The way the news is going of late, this actually didn't seem the craziest headline, but what it has created is a spike of public interest, some fantastic viral memes and a lot of publicity for Aldi.

Aldi has long been heralded as a brand that doesn't really care too much for copyrighting and brand ownership. From Norpak butter (Lurpak), Jammy Wheels (Jammy Dodgers) and Dreemy bars (almost a design copy of Milky Ways), if you've shopped in Aldi, you'll likely have remarked on the uncanny similarities on packaging or naming.

Interestingly, the current caterpillar crisis isn't the first time Aldi has generated headlines and viral marketing off the back of their copycat branding. Just last year, BrewDog (the IPA beer maker) reached out to Aldi on Twitter, following Aldi's mimicking of their Punk IPA beer. The tweet joked about a collaboration to create 'BrewDog YALDI' beer.

Aldi are no stranger to jumping on to a collaboration opportunity, particularly when it's generated off the back of social media (a marketing platform which, in this writer's opinion, they have nailed). Fast forward a few months and BrewDog's ALD IPA was available on Aldi shelves nationwide, and Tesco. Talk about making the most of a bit of social media fun.

Fast forward 6 months and Marks & Spencer have commenced legal action against Aldi in a bid to protect the trademark of their Colin the Caterpillar cake from Aldi's copycat(erpillar), Cuthbert.


It's an interesting concept, given almost every supermarket has an imitation of Colin the Caterpillar.

Aldi turned to social media to mock this legal effort, using the hashtag #FreeCuthbert.

The humorous nature of Aldi's tweets not only mocked the legal proceedings, but also M&S's advertising "This is not just any court case, this is... #FreeCuthbert. "

The creativity, sense of humour and the ridiculous concept of a caterpillar cake being in court really struck a chord with internet users, spiralling a wealth of viral memes and content across all of the social media platforms.

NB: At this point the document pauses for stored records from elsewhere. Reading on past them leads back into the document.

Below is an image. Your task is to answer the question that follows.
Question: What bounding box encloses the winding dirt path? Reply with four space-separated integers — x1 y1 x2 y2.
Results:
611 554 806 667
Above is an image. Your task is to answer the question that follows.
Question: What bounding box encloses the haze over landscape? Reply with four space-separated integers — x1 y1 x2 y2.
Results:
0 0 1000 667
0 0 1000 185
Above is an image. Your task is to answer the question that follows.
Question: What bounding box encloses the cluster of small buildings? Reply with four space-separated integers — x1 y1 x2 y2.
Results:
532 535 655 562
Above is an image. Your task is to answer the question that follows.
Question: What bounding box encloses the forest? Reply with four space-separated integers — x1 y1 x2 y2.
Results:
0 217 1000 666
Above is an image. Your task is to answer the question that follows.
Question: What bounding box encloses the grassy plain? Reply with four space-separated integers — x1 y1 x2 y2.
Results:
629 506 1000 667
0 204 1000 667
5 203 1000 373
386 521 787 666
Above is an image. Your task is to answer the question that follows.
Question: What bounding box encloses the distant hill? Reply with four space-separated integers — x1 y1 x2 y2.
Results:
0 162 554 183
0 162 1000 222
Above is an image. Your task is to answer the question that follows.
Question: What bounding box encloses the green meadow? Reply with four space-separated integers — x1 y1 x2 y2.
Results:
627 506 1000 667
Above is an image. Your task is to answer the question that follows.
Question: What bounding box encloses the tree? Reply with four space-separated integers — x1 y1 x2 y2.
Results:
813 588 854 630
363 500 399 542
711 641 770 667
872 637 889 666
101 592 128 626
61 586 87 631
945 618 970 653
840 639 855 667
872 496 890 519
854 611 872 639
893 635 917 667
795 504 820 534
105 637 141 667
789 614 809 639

The legal battle itself has seen huge press attention, from national papers doing taste tests of all the supermarket alternatives, to Judge Rinder weighing in with his opinion, live on the national news.

It's often been said that "imitation is the highest form of flattery", but where does imitation end and copyright infringement begin?

Luckily, we don't have to be the judge of that, but the verdict we can easily come to is that Aldi are guilty of creative, engaging and fun social media, turning a bad PR day into a week of headlines and viral sensation. Can you imitate that in your business?